Successful Cyclophosphamide Desensitization in a Pediatric Patient with Systemic Lupus Erythematosus

Background: Cyclophosphamide (CYC) is an alkylating agent used to treat malignancies and autoimmune diseases. It is often given with mercaptoethane sulfonate (mesna) to prevent bladder toxicity. Hypersensitivity to CYC has been well described in adult patients with malignancy. These reactions are typically IgE-mediated to CYC or its metabolites after a previous exposure. Most of these patients have tolerated subsequent treatments by desensitization. We report the first described case of anaphylaxis after initial exposure of CYC in a pediatric patient with systemic lupus erythematosus (SLE) who successfully tolerated subsequent CYC by desensitization. 

Method: Case description

Results: An 11-year-old girl with SLE and Class III/V nephritis was admitted for hematuria, anasarca, and uncontrolled hypertension consistent with SLE nephritis flair.

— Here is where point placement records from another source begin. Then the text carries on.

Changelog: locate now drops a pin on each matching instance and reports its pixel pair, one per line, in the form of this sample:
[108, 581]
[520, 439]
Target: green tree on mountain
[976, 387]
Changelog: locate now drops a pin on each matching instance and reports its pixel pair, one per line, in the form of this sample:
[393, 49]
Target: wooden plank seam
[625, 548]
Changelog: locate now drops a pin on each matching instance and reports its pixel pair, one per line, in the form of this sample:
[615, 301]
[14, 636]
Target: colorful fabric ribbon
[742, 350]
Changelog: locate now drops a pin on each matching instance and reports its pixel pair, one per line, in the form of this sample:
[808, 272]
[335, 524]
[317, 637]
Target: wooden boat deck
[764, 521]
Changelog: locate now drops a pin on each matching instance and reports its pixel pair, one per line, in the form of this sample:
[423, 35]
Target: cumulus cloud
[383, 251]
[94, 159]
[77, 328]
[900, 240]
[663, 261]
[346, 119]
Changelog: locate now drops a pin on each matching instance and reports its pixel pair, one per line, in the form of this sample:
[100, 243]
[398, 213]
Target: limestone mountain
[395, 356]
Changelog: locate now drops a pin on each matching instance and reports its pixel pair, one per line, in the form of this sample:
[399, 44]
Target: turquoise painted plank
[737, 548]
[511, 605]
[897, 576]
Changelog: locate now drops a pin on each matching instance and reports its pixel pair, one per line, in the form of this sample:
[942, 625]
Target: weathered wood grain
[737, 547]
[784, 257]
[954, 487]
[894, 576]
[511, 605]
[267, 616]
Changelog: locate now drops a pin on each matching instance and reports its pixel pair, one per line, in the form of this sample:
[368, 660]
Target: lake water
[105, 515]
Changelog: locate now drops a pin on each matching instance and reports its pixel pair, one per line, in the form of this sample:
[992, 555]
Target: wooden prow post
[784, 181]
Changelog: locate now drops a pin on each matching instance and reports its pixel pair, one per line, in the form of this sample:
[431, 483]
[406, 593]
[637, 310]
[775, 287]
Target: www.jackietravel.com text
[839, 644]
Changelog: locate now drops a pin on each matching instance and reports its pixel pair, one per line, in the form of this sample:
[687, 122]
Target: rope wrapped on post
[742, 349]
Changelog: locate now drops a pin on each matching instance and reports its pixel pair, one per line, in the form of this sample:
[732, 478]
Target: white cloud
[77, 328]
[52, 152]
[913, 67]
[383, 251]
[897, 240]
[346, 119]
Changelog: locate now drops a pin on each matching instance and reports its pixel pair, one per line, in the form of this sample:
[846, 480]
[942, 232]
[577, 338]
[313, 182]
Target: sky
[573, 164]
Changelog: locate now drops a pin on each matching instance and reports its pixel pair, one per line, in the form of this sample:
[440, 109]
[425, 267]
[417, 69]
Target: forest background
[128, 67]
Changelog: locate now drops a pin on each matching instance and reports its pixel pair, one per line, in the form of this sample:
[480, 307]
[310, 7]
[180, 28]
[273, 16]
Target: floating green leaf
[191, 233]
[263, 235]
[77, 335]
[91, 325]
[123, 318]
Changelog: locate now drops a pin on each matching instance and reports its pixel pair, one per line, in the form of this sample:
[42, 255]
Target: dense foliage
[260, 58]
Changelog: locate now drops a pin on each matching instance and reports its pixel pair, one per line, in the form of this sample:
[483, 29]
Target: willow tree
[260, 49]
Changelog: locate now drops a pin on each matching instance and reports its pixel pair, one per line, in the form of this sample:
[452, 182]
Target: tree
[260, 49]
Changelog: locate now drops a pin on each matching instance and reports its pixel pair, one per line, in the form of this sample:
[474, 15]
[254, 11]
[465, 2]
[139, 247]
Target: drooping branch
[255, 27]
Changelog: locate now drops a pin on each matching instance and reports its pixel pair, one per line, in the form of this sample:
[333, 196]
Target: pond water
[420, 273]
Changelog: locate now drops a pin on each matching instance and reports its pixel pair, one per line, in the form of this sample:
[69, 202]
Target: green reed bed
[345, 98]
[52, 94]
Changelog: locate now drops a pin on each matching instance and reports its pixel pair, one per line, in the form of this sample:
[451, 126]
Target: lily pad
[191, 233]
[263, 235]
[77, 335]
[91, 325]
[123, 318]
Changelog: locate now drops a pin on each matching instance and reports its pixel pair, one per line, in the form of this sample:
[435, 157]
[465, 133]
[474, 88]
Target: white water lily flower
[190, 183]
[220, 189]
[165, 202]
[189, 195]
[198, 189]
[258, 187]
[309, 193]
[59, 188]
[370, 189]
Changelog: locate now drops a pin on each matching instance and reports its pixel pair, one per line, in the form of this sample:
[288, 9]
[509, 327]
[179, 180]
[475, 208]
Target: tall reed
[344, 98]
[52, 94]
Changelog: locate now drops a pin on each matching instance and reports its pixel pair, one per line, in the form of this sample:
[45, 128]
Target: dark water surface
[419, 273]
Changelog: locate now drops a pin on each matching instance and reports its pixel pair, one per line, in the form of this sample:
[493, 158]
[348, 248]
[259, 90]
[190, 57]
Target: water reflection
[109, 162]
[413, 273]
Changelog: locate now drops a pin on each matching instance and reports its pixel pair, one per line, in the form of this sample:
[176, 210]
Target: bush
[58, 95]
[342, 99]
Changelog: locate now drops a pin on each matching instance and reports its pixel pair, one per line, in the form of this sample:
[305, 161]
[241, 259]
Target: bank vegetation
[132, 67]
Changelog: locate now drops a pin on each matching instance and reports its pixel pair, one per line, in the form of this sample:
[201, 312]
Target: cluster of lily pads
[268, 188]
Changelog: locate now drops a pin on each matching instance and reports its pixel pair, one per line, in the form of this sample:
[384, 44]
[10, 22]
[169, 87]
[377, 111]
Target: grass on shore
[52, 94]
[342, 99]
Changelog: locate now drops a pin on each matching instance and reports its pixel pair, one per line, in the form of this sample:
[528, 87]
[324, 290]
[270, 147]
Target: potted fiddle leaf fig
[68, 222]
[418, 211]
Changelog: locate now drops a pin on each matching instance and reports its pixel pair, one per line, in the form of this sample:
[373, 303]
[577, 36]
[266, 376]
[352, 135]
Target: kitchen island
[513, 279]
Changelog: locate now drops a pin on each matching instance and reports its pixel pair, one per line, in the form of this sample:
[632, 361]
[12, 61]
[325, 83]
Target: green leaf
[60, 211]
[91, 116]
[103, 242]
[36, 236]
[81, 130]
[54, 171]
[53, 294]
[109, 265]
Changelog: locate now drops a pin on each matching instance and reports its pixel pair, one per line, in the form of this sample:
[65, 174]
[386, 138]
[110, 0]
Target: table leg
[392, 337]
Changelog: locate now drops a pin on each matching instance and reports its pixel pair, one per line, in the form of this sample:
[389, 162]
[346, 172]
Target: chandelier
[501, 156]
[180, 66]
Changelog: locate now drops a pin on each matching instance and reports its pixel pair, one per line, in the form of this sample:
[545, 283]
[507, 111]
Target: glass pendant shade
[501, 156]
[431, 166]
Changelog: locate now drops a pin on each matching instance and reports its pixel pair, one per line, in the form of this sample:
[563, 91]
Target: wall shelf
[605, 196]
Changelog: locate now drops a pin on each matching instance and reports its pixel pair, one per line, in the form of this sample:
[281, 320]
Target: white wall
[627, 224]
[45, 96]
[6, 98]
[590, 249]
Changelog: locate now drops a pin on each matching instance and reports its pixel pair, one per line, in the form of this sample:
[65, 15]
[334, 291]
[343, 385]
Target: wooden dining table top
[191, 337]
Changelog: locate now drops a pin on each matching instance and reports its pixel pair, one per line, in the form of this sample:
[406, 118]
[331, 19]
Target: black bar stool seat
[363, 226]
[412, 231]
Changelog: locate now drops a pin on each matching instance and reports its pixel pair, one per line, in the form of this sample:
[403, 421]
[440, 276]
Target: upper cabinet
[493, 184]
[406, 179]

Her treatment was switched from mycophenolate mofetil to monthly CYC (945mg, 0.75 gm/m2) intravenously (IV) with mesna infusions given 30 minutes prior and 3, 6 and 9 hours after CYC infusion. Immediately after completing her first CYC infusion, she developed increased erythema at her IV site, angioedema of the lips and tongue, facial flushing, shortness of breath, chest tightness, and wheezing. She was treated for anaphylaxis with intramuscular epinephrine, IV diphenhydramine, methylprednisolone, and famotidine with improvement. An hour later, she became hypotensive (BP 91/31 from BP 147/69). Antihypertensives were held and she continued receiving IV diphenhydramine and methylprednisone. She received her post-treatment mesna infusions without any adverse event. She had no history of allergies or exposure to alkylating agents in the past. CYC was the preferred therapy as her renal function improved after her first treatment and Allergy was consulted to evaluate whether her anaphylaxis was secondary to mesna or CYC and for possible desensitization. Allergy evaluation revealed negative percutaneous testing to mesna (10mg/ml skin prick; 0.01mg/ml and 0.1mg/ml intradermal). CYC skin testing was deferred by the patient’s guardian. She was admitted to the intensive care unit to receive CYC via a 12-step desensitization protocol. Her daily prednisone 40 mg dose was increased to methylprednisone 1 gm at 45 minutes prior to desensitization. She was also premedicated with diphenhydramine 25 mg and famotidine 20 mg at 20 minutes prior to desensitization. She tolerated desensitization without any adverse reactions. Since then, she has received CYC by desensitization every month at an outpatient infusion setting without any adverse event.

Conclusions: Hypersensitivity to CYC can be seen in pediatric patients with autoimmune disease. It can occur after initial exposure and can be as severe as anaphylaxis. Desensitization is one approach for continued treatment with CYC in pediatric patients with SLE which has been successful.